An ideal static analyzer, or why ideals are unachievable

Mar 15 2012

Author: Evgenii Ryzhkov

An ideal static analyzer's characteristics
100% detection of all the types of programming errors
0% false positives
High performance
Integration with my favorite (i.e. every) IDE; ability to work under my favorite (i.e. every) operating system; analysis of code in my favorite (i.e. any) programming language
Free (freeware, open source) and high-quality customer support
Conclusion

Being inspired by Eugene Laspersky's post about an ideal antivirus, I decided to write a similar post about an ideal static analyzer. And meanwhile think how far from being it our PVS-Studio is.

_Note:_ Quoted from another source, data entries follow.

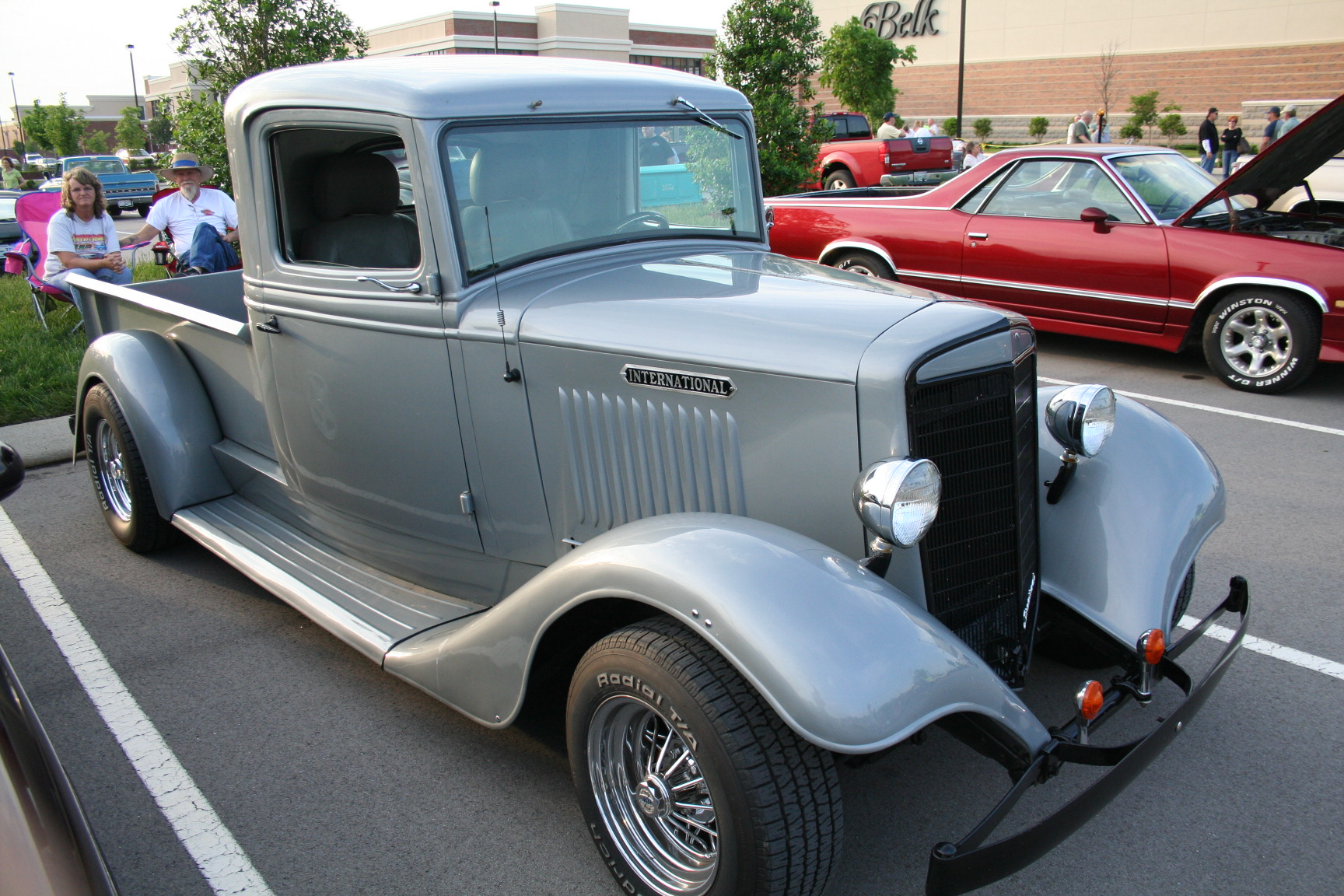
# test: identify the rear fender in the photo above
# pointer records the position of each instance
(847, 661)
(168, 413)
(1124, 535)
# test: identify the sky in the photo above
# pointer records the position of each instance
(96, 33)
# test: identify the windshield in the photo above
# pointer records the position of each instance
(1167, 183)
(526, 191)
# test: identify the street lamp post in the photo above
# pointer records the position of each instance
(961, 68)
(18, 118)
(135, 88)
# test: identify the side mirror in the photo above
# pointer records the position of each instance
(11, 471)
(1097, 218)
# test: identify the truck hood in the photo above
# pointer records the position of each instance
(745, 310)
(1288, 162)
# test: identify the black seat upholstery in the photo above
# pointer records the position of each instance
(355, 198)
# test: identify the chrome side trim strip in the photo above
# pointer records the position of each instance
(1261, 281)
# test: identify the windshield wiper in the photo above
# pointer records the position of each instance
(703, 118)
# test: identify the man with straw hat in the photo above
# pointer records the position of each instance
(203, 221)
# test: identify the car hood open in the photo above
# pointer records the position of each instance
(1288, 162)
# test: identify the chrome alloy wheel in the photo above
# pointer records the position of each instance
(112, 471)
(1257, 343)
(652, 797)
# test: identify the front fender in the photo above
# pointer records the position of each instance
(847, 661)
(168, 413)
(1118, 544)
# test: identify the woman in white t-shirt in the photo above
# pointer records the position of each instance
(82, 236)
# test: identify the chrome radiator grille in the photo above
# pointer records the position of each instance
(982, 555)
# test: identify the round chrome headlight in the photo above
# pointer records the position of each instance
(1082, 417)
(898, 499)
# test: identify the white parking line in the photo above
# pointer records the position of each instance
(198, 827)
(1210, 408)
(1270, 649)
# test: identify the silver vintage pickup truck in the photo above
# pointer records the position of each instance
(518, 408)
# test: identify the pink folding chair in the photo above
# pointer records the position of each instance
(34, 212)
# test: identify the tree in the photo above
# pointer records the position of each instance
(1143, 108)
(1107, 73)
(35, 125)
(856, 66)
(1171, 125)
(768, 50)
(160, 131)
(96, 142)
(131, 133)
(232, 40)
(58, 129)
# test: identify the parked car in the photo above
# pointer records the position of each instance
(124, 190)
(46, 842)
(1111, 241)
(858, 160)
(548, 438)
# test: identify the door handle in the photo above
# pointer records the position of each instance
(410, 288)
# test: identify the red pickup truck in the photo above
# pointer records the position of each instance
(852, 159)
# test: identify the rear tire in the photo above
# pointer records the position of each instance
(690, 783)
(839, 179)
(1261, 340)
(866, 264)
(118, 476)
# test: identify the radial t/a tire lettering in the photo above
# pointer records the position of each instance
(688, 782)
(118, 476)
(1261, 340)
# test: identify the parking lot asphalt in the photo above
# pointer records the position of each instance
(336, 778)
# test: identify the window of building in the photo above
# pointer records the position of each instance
(679, 64)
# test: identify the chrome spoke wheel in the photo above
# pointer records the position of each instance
(1257, 343)
(652, 797)
(112, 471)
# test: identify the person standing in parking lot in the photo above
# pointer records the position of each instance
(1272, 125)
(1231, 144)
(9, 177)
(1209, 142)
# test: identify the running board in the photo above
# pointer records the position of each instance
(366, 609)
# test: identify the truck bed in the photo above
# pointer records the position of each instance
(207, 319)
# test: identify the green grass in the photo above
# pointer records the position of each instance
(38, 367)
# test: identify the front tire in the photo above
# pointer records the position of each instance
(866, 264)
(1261, 340)
(839, 179)
(118, 476)
(690, 783)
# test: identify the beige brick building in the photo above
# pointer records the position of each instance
(1028, 58)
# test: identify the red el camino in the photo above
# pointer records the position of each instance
(1131, 243)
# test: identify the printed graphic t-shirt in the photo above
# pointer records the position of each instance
(85, 238)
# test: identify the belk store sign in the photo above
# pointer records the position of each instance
(894, 20)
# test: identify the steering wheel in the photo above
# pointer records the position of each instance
(642, 221)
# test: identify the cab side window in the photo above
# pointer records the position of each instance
(345, 199)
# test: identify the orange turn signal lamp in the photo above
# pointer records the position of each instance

An ideal static analyzer's characteristics

Those who are not familiar with the notion static code analysis, please follow the link. So let me enumerate the characteristics right away:

100% detection of all the types of programming errors;
0% false positives;
high performance - "whooosh, and the code is analyzed completely almost at the same instance";
integration with my favorite (i.e. every) IDE; ability to work under my favorite (i.e. every) operating system; analysis of code in my favorite (i.e. any) programming language;
free (freeware, open source);
high-quality and prompt customer support.

Of course, this ideal can never be achieved but it shows the direction towards which companies developing solutions in this sphere can head.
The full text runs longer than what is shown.